O ferro é um elemento particularmente útil para analisar, explica Cannady, um pós-doutorado com CSST e ex-Ph.D. estudante com Cherry na LSU. Em seu caminho para a Terra, os raios cósmicos podem se decompor em partículas secundárias e pode ser difícil distinguir entre partículas originais ejetadas de uma fonte (como uma supernova) e partículas secundárias. Isso complica as deduções sobre a origem das partículas.

“À medida que as coisas interagem a caminho de nós, você obterá essencialmente conversões de um elemento para outro”, diz Cannady. “O ferro é único, sendo uma das coisas mais pesadas que podem ser sintetizadas na evolução estelar regular, temos quase certeza de que é praticamente todos os raios cósmicos primários. É o único raio cósmico primário puro, enquanto com outros você ‘ vou ter alguns componentes secundários alimentando isso também. ”

“Feito de poeira estelar”

Medir os raios cósmicos dá aos cientistas uma visão única dos processos de alta energia que acontecem em lugares distantes. Os raios cósmicos que chegam a CALET representam “a matéria de que somos feitos.

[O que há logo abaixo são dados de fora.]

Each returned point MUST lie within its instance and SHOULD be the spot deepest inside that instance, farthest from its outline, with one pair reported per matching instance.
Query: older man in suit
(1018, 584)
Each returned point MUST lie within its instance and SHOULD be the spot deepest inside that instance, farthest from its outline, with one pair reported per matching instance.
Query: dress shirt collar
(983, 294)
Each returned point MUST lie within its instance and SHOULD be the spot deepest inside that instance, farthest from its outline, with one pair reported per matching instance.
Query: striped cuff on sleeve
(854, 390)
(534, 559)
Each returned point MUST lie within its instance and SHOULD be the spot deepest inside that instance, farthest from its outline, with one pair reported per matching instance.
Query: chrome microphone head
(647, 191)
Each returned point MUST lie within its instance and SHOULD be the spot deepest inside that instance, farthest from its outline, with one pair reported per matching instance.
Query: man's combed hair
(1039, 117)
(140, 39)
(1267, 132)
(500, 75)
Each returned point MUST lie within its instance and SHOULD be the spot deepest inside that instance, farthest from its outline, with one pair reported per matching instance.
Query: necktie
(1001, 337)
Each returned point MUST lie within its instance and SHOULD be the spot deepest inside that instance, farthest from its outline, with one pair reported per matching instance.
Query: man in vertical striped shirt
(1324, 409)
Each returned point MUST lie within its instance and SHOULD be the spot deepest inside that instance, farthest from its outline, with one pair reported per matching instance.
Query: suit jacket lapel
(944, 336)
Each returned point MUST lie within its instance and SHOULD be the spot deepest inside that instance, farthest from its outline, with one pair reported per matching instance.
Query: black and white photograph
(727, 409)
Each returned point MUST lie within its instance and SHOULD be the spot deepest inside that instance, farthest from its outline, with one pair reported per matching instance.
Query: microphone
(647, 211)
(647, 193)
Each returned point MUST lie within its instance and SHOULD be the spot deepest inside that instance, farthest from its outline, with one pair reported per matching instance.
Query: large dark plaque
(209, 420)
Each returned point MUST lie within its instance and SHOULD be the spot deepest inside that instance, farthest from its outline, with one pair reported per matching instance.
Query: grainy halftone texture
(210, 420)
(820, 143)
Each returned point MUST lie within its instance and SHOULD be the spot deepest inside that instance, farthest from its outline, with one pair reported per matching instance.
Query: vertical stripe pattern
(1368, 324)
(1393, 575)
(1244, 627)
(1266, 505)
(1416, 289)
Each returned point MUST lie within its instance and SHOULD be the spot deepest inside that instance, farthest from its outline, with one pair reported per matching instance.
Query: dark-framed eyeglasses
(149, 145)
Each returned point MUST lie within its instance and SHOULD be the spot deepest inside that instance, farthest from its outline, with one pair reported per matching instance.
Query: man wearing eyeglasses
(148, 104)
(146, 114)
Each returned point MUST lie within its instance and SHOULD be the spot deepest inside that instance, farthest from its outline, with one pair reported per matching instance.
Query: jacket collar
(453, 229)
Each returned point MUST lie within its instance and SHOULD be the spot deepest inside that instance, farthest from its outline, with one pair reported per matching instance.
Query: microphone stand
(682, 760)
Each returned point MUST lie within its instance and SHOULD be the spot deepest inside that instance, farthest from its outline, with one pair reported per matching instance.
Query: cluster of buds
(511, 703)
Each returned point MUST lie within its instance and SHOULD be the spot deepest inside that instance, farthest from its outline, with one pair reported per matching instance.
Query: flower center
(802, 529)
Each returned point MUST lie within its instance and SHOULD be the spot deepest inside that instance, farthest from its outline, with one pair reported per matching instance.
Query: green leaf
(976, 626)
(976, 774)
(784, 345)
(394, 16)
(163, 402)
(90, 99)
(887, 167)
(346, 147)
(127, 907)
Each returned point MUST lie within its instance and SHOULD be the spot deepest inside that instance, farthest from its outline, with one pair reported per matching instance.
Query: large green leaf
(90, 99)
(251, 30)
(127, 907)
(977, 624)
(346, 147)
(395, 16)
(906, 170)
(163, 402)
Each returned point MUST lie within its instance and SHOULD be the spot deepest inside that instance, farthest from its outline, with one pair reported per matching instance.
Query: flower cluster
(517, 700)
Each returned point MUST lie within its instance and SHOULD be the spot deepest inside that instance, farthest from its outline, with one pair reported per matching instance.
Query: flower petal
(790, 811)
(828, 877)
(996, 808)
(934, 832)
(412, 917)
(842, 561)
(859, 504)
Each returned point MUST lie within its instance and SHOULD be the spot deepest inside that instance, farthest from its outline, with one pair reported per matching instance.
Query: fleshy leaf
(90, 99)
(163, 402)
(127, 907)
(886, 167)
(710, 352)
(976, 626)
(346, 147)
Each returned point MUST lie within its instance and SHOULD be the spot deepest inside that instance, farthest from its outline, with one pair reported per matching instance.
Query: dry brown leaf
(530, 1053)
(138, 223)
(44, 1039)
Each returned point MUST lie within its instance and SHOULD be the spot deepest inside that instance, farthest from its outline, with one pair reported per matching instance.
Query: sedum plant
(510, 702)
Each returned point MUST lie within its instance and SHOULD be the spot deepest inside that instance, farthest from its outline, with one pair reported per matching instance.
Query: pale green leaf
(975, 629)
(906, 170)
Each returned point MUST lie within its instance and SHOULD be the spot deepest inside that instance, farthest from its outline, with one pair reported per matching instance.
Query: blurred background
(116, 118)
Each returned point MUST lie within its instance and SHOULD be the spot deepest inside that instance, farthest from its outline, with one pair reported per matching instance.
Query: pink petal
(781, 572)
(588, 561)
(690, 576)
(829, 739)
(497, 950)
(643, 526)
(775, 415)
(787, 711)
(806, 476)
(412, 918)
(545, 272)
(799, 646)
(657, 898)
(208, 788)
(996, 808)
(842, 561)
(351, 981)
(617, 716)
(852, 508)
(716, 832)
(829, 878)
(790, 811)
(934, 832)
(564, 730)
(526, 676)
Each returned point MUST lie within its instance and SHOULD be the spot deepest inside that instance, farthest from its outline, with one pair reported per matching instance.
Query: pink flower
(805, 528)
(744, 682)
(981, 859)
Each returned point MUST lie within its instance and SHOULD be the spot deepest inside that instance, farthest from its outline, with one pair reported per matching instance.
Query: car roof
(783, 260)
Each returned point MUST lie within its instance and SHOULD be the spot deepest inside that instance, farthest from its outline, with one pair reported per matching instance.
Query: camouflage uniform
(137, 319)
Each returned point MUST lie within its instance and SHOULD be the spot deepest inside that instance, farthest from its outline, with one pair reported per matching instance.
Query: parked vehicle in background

Somos feitos de poeira estelar”, diz Cherry. “E fontes energéticas, coisas como supernovas, ejetam esse material de seus interiores, para a galáxia, onde é distribuído, forma novos planetas, sistemas solares e … nós.”

“O estudo dos raios cósmicos é o estudo de como o universo gera e distribui matéria e como isso afeta a evolução da galáxia”, acrescenta Krizmanic. “Então, na verdade, é estudar a astrofísica desse motor que chamamos de Via Láctea que está lançando todos esses elementos ao redor.”

Um esforço global

A agência espacial japonesa lançou o CALET e hoje lidera a missão em colaboração com as equipes dos EUA e da Itália. Nos EUA, a equipe do CALET inclui pesquisadores da LSU; Centro de Voo Espacial Goddard da NASA; UMBC; Universidade de Maryland, College Park; Universidade de Denver; e a Washington University. O novo artigo é o quinto desta colaboração internacional altamente bem-sucedida publicada na PRL, uma das revistas de física de maior prestígio.

CALET foi otimizado para detectar elétrons de raios cósmicos, porque seu espectro pode conter informações sobre suas fontes. Isso é especialmente verdadeiro para fontes que estão relativamente próximas da Terra em termos galácticos: a menos de um trigésimo da distância através da Via Láctea. Mas CALET também detecta os núcleos atômicos dos raios cósmicos com muita precisão. Agora, esses núcleos estão oferecendo informações importantes sobre as fontes dos raios cósmicos e como eles chegaram à Terra.

“Não esperávamos que os núcleos – carbono, oxigênio, prótons, ferro – realmente começassem a mostrar algumas dessas diferenças detalhadas que estão apontando claramente para coisas que não sabemos”, diz Cherry.

A última descoberta cria mais perguntas do que respostas, enfatizando que ainda há mais a aprender sobre como a matéria é gerada e se move pela galáxia. “Essa é uma questão fundamental: como você cria matéria?” Krizmanic diz. Mas, ele acrescenta, “esse é o motivo pelo qual entramos neste negócio, tentar entender mais sobre como o universo funciona.”